My daughter is healthy and happy, but my own health has gotten much worse. The early months of changing diapers and clothes, nursing, and lifting her in and out of her crib caused irreparable damage to my wrist and shoulders. I can’t push her stroller much farther than the three blocks between home and day care. I can’t dress her by myself, or tie her shoes. I can’t make the appropriate hand motions to accompany “Itsy Bitsy Spider,” write out the alphabet, or brush her hair. But all that feels like mere window dressing for what I really can’t do: feel at all confident that I can take care of my child alone for more than an hour. On the few occasions that I’ve had to, the time passed in a blur that left me incapacitated and in tears. …

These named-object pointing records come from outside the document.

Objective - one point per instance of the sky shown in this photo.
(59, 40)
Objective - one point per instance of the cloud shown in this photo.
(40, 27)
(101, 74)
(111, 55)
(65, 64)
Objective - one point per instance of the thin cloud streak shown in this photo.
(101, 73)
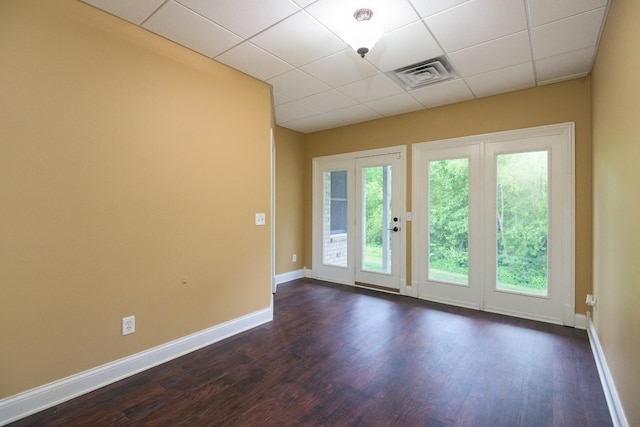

If I had known how tough this would be before getting pregnant, would I have made the same choice? I want to say yes without hesitation or qualification, but that’s not the honest answer. The honest answer is, I don’t know. I love my daughter. That has never been in doubt. But I hate what a toxic combination motherhood and chronic pain are for me. Perhaps the best way to answer that question is to say this: My daughter will never have siblings. Both my husband and I do, and I wish that she could know what that relationship is like. But raising another child would take a much greater toll on my health than I am willing to accept.